曖昧に笑うと、子選は肯定だと捉えたのか、一歩踏み出した。
「どれ、口吻けくらいはしてやっても」
香凛の頬に手を触れ顔が近付く。
(えっ、無理! 無理無理無理無理!)
思わず強く顔を横にずらし、子選の手から逃れた。
「……へぇ?」
(あ、マズった……かも)
子選の顔に不快感が浮かぶ。
隠しもしないそれに、香凛の背に脂汗が流れた。
「やっぱり遊び慣れてない女は面倒だな。たいした顔でもないくせに僕を拒否するなんて、図々しい」
(どういう理論よ。そっちこそ、綺麗な顔でも下品さが表情に出てるわよ)
同じ皇族でも、瑛然は綺麗というよりも凜々しい顔だ。
(それに、瑛然殿は育ちの良さが顔に出ているというか、軽薄に見せていても品があるのよね)
「まぁ、いいか。少しその下で話そう」
香凛の後ろにある階段を、子選が指す。
(これ、階段から突き落とされるとかあり得るんじゃ……)
そう思って子選を見ると、彼の目線は香凛の後ろに一瞬向かった。
(階段を見てるんじゃ、ない)
その目線を追った瞬間。
「じゃあね!」
トン、と体を軽く押される。
「え」
香凛の体が少し後ろにずれた。

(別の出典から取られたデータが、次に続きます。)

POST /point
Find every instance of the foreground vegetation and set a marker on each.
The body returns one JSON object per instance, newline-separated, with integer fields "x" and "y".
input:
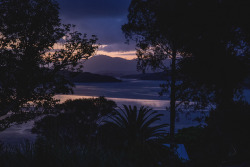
{"x": 91, "y": 132}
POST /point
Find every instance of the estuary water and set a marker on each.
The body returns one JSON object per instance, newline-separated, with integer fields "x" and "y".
{"x": 129, "y": 92}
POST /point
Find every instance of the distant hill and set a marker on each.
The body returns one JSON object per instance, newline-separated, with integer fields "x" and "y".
{"x": 102, "y": 64}
{"x": 148, "y": 76}
{"x": 113, "y": 66}
{"x": 86, "y": 77}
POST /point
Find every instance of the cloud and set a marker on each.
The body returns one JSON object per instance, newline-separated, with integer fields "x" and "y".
{"x": 103, "y": 18}
{"x": 94, "y": 8}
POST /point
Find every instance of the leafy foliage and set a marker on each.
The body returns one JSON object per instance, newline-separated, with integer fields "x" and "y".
{"x": 34, "y": 48}
{"x": 77, "y": 123}
{"x": 30, "y": 30}
{"x": 132, "y": 126}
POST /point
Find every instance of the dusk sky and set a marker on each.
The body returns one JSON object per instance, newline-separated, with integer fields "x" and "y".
{"x": 103, "y": 18}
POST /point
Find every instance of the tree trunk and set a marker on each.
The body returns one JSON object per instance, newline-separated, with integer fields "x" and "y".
{"x": 172, "y": 107}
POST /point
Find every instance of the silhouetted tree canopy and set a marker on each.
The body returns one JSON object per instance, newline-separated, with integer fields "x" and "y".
{"x": 30, "y": 58}
{"x": 207, "y": 41}
{"x": 34, "y": 47}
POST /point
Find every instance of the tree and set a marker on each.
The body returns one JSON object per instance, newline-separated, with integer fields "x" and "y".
{"x": 212, "y": 36}
{"x": 135, "y": 133}
{"x": 159, "y": 29}
{"x": 30, "y": 63}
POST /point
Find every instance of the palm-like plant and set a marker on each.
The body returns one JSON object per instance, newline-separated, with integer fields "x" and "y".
{"x": 132, "y": 126}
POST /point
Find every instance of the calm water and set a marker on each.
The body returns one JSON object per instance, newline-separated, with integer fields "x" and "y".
{"x": 128, "y": 92}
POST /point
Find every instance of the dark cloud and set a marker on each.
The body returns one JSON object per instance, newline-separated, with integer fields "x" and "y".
{"x": 94, "y": 8}
{"x": 103, "y": 18}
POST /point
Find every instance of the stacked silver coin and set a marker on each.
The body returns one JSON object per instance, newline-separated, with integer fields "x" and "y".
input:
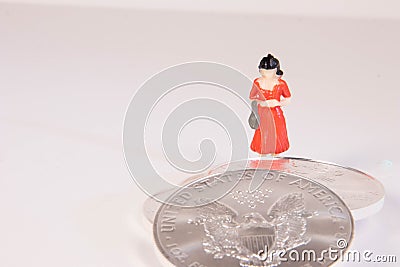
{"x": 280, "y": 212}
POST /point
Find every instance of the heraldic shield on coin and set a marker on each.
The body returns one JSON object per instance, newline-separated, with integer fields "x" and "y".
{"x": 287, "y": 221}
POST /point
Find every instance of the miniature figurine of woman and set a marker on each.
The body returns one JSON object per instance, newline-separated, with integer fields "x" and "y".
{"x": 270, "y": 92}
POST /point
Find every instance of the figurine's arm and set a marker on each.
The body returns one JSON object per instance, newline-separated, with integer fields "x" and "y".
{"x": 286, "y": 95}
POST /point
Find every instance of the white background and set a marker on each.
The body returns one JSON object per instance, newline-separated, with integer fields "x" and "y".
{"x": 67, "y": 74}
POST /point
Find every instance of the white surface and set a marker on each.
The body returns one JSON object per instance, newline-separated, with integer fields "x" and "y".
{"x": 321, "y": 8}
{"x": 67, "y": 75}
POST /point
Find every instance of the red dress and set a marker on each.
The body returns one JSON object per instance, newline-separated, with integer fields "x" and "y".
{"x": 271, "y": 135}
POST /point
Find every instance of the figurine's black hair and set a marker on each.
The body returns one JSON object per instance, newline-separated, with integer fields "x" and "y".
{"x": 270, "y": 62}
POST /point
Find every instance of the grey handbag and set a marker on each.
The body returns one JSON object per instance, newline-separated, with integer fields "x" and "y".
{"x": 254, "y": 116}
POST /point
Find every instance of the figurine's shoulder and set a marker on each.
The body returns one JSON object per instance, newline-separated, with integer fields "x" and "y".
{"x": 282, "y": 82}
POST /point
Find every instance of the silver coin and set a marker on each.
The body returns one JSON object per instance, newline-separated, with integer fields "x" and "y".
{"x": 287, "y": 221}
{"x": 363, "y": 194}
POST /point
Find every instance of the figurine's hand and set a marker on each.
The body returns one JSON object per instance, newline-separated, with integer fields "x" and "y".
{"x": 285, "y": 101}
{"x": 270, "y": 103}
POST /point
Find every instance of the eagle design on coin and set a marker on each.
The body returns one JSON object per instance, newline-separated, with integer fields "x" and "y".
{"x": 255, "y": 240}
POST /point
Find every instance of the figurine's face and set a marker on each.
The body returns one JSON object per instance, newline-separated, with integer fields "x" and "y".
{"x": 268, "y": 73}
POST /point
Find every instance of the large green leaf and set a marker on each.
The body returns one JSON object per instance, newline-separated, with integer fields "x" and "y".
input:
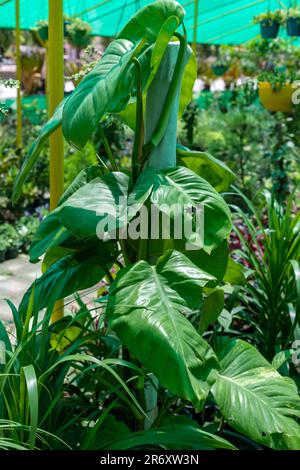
{"x": 128, "y": 115}
{"x": 104, "y": 199}
{"x": 98, "y": 200}
{"x": 214, "y": 263}
{"x": 146, "y": 307}
{"x": 178, "y": 433}
{"x": 84, "y": 177}
{"x": 181, "y": 186}
{"x": 203, "y": 164}
{"x": 148, "y": 21}
{"x": 255, "y": 399}
{"x": 106, "y": 88}
{"x": 51, "y": 232}
{"x": 35, "y": 150}
{"x": 212, "y": 307}
{"x": 72, "y": 273}
{"x": 187, "y": 84}
{"x": 234, "y": 273}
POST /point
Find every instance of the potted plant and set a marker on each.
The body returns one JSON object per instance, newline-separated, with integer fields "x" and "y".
{"x": 42, "y": 29}
{"x": 275, "y": 91}
{"x": 219, "y": 67}
{"x": 269, "y": 23}
{"x": 293, "y": 22}
{"x": 78, "y": 34}
{"x": 11, "y": 237}
{"x": 3, "y": 247}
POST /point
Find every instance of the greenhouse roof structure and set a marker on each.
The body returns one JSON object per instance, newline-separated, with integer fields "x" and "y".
{"x": 218, "y": 21}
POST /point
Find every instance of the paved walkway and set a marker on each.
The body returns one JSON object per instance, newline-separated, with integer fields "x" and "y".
{"x": 15, "y": 277}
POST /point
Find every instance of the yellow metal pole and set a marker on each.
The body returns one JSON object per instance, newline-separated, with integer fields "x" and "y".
{"x": 56, "y": 95}
{"x": 18, "y": 75}
{"x": 195, "y": 26}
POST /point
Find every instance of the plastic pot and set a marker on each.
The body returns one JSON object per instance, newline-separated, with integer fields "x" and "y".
{"x": 269, "y": 30}
{"x": 219, "y": 70}
{"x": 43, "y": 33}
{"x": 293, "y": 26}
{"x": 280, "y": 100}
{"x": 12, "y": 253}
{"x": 2, "y": 256}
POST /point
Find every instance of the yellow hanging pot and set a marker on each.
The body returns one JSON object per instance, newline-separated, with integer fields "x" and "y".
{"x": 280, "y": 100}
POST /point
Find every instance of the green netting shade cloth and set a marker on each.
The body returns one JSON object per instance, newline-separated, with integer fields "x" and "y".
{"x": 218, "y": 22}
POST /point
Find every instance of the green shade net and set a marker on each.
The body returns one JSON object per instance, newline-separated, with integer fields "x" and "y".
{"x": 218, "y": 22}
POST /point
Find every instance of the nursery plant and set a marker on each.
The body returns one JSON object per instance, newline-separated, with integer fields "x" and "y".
{"x": 270, "y": 246}
{"x": 293, "y": 22}
{"x": 269, "y": 23}
{"x": 103, "y": 224}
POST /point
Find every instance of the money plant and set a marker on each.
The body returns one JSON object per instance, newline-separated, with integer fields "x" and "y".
{"x": 168, "y": 289}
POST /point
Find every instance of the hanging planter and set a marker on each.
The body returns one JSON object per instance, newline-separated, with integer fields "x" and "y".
{"x": 276, "y": 100}
{"x": 43, "y": 30}
{"x": 269, "y": 23}
{"x": 219, "y": 69}
{"x": 78, "y": 33}
{"x": 293, "y": 23}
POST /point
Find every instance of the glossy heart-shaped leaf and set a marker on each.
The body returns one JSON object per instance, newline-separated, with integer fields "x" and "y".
{"x": 255, "y": 399}
{"x": 106, "y": 88}
{"x": 182, "y": 187}
{"x": 203, "y": 164}
{"x": 148, "y": 21}
{"x": 74, "y": 272}
{"x": 146, "y": 307}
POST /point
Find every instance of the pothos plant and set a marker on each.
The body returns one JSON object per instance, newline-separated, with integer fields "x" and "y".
{"x": 164, "y": 296}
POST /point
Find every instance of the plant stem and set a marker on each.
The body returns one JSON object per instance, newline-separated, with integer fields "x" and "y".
{"x": 108, "y": 151}
{"x": 125, "y": 254}
{"x": 139, "y": 123}
{"x": 163, "y": 121}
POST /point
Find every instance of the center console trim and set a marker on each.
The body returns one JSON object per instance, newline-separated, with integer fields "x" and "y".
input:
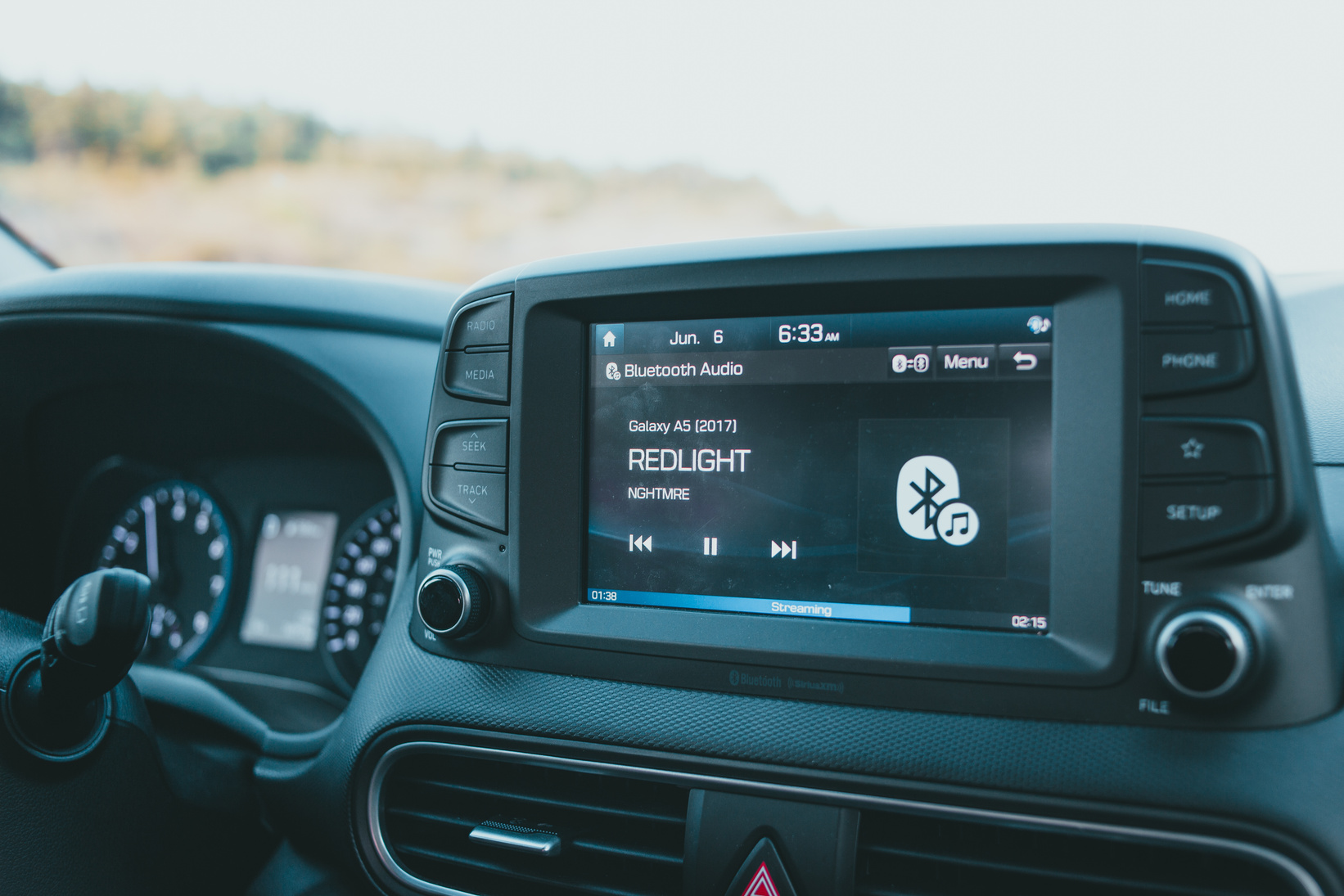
{"x": 1306, "y": 883}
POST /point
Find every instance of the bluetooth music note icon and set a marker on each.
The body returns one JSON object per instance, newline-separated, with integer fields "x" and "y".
{"x": 965, "y": 525}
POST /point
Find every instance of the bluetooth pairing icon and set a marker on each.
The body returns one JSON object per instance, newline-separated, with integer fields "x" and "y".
{"x": 929, "y": 493}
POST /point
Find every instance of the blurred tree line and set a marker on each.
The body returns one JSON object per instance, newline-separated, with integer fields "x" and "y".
{"x": 150, "y": 129}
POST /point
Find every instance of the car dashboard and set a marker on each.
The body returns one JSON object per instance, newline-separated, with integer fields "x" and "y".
{"x": 937, "y": 562}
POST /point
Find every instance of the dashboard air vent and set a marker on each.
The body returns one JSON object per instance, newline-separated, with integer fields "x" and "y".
{"x": 912, "y": 854}
{"x": 617, "y": 835}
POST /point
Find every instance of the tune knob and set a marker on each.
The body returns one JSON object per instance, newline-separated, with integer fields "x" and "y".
{"x": 1205, "y": 653}
{"x": 453, "y": 601}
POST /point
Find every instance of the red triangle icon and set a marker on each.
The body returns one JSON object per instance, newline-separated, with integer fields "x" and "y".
{"x": 761, "y": 885}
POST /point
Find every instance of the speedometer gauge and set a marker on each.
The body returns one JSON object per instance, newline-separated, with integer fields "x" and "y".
{"x": 358, "y": 588}
{"x": 175, "y": 534}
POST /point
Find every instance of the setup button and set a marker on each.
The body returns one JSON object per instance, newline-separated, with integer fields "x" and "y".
{"x": 1182, "y": 517}
{"x": 481, "y": 498}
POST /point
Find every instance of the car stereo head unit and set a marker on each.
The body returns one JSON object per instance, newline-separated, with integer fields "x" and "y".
{"x": 881, "y": 468}
{"x": 957, "y": 471}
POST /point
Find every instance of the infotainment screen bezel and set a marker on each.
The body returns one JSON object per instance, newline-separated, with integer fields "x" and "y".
{"x": 1094, "y": 491}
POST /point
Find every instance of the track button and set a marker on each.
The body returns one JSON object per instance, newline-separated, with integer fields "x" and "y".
{"x": 481, "y": 498}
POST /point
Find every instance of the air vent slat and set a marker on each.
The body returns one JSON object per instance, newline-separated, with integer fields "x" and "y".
{"x": 1046, "y": 876}
{"x": 503, "y": 793}
{"x": 909, "y": 854}
{"x": 628, "y": 852}
{"x": 433, "y": 817}
{"x": 620, "y": 835}
{"x": 503, "y": 869}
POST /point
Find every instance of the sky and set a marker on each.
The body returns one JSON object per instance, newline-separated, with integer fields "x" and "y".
{"x": 1222, "y": 117}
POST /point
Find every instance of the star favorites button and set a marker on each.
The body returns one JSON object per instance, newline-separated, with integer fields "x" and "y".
{"x": 1205, "y": 446}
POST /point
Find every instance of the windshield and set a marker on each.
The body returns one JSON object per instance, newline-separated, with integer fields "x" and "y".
{"x": 448, "y": 140}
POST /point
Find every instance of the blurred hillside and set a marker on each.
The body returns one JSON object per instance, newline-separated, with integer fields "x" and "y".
{"x": 102, "y": 176}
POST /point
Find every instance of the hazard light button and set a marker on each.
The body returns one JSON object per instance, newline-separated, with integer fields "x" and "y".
{"x": 762, "y": 873}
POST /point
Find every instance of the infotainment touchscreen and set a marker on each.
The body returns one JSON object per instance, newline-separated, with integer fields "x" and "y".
{"x": 883, "y": 468}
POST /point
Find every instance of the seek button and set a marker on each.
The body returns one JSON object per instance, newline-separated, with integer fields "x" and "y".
{"x": 476, "y": 442}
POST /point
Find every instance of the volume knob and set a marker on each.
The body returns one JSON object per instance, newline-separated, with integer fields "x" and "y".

目線の先では、子選が廊下を曲がり走り去っていくのが見えた。
(落ちる!)
階段の横の手すりに手を伸ばす。
びゅん、とどこか後ろの方から、風を切る音がした。
「香凛!」
瑛然の声が響き、香凛の体がぐるりと反転して前に倒される。
どすり、と重い音が響く。
そのまま、瑛然が覆い被さるように香凛の上に重なった。
「瑛然殿?」
状況がわからず、香凛が声をかける。
だが。
「瑛然……殿?」
声が返ってこない。
慌てて彼の背に手を伸ばし様子を伺うと、びくびくと背が痙攣を起こしているのだ。
「瑛然!」
香凛はそのまま彼の体の下から抜け出すと、愕然とする。
瑛然の肩には、矢が刺さっていた。